CTE is said to be the cause of behavioral symptoms such as anger, aggression and suicidality, and cognitive symptoms such as impaired learning and memory problems. CTE is thought to be linked to concussions and characterized by the build-up of abnormal substances in the brain called tau proteins.
A 2005 study, co-authored by Randolph, reported that rates of mild cognitive impairment among retired NFL players seemed to be higher than that of the general population. But Randolph noted there were no controls in this study, and results may have been subject to reporting bias.
A more recent study of retired NFL players found that rates of Alzheimer's disease and amyotrophic lateral sclerosis (Lou Gehrig's disease) were higher than that of the general population. But this may be due to the fact that the NFL players had lower overall mortality rates from heart disease and other causes. Since they lived longer, the players naturally would be more likely to get age-related diseases such as Alzheimer's disease.

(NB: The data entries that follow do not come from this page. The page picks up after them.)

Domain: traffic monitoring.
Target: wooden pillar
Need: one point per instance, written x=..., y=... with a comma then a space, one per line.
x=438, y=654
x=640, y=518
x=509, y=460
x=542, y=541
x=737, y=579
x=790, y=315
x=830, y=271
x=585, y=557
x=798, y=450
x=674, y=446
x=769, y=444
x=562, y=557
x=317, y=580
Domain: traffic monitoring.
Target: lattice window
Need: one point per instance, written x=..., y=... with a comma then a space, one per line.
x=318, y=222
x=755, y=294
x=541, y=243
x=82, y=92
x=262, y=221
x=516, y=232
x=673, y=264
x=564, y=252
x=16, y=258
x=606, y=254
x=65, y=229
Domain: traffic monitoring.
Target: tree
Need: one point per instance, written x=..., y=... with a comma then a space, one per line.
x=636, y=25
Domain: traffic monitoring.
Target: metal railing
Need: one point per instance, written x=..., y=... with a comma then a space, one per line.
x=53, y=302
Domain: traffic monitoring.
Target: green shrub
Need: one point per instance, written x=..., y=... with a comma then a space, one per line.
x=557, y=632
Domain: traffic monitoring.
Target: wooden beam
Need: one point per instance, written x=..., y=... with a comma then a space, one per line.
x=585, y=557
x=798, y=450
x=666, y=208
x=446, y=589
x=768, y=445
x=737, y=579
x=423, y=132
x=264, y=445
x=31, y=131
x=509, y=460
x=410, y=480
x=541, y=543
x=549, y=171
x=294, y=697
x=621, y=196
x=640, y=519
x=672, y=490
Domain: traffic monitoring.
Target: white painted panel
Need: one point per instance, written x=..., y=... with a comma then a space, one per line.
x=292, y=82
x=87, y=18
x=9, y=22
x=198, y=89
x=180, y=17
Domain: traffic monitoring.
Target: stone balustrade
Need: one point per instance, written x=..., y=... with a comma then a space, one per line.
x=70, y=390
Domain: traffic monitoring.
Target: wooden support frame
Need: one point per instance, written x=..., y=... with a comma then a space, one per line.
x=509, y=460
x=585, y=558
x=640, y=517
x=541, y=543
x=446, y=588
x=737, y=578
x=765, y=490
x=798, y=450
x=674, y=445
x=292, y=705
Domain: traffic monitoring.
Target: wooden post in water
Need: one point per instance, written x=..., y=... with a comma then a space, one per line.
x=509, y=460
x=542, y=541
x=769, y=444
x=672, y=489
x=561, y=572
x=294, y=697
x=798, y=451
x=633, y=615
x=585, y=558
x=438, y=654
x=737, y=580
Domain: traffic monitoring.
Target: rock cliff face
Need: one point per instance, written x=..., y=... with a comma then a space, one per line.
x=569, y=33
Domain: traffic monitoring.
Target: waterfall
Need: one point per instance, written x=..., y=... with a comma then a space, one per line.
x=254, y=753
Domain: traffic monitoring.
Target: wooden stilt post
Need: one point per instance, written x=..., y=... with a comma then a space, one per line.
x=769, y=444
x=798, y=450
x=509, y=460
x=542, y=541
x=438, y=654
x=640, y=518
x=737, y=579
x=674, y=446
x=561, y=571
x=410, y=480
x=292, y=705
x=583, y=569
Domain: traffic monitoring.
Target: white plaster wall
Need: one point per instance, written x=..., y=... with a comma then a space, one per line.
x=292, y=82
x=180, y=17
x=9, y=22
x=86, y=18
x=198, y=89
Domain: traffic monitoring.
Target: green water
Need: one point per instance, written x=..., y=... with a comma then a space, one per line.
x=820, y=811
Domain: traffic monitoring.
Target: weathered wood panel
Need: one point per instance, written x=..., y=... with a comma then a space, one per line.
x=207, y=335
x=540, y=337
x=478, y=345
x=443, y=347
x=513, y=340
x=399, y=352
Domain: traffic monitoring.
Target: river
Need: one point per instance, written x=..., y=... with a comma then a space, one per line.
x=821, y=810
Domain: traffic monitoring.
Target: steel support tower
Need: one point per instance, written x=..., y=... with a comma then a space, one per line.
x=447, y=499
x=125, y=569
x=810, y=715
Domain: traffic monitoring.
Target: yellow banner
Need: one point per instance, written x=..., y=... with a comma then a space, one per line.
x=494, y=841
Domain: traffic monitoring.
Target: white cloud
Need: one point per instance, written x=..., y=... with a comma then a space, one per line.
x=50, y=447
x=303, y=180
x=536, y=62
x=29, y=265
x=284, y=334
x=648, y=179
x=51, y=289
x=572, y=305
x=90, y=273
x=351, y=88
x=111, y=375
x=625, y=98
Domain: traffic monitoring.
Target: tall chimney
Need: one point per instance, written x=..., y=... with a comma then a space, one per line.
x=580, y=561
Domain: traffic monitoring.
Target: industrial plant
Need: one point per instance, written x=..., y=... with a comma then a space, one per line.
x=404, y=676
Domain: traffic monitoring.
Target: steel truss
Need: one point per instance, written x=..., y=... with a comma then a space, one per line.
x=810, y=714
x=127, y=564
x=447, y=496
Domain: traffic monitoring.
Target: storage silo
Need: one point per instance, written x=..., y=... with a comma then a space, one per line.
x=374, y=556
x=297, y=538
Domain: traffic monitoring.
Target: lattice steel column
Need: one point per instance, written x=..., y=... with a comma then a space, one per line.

In addition to having much lower overall mortality rates than the general population, retired NFL players are only 40 percent as likely to die of suicide as men in the general population, according to a 2012 study. It is difficult to reconcile this finding with the high rate of suicide that is said to be a key feature of CTE.
"Overall, although retired NFL players have been the focus of more attention into the potential late-life neurological consequences of repetitive head trauma than athletes in any other sport, the risks for these retirees remains largely hypothetical," Randolph writes.
The list of symptoms that have been associated with CTE "is so broad as to be essentially meaningless in any attempt to define a clinical syndrome," Randolph writes. Some of these symptoms are found in the healthy population, while other symptoms have been observed in a variety of neurological diseases. The broad range of CTE symptoms includes attention problems, paranoia, executive impairments, suicidality, memory loss, language impairment, visuospatial impairment, apathy, gait disturbance, dysarthria (speech disorder), parkinsonism, post-traumatic stress disorder, headache, depression, impulsivity, explosivity and aggression.
Randolph concludes: "CTE has received substantial media attention and appears to have entered the American lexicon as a verifiable disease, despite a lack of clear epidemiological data on increased risk of dementia in boxers or football players, a lack of controlled pathological studies to substantiate neuropathological finding as occurring at an increased rate in these retired athletes, a lack of consistent pathological criteria and a lack of specific clinical criteria for diagnosis."
Randolph calls for a carefully controlled epidemiological study. Such a study would, for example, compare a large, randomly selected sample of retired NFL players to a sample of demographically matched men who had not played football or other collision sports. If such a study found retired players were at higher risk of neurological problems, the players then could be followed over time, with further imaging and neuropathological investigations to characterize any identified disorders.
The study is titled "Is Chronic Traumatic Encephalopathy a Real Disease?"
Randolph is a professor in the Department of Neurology of Loyola University Chicago Stritch School of Medicine.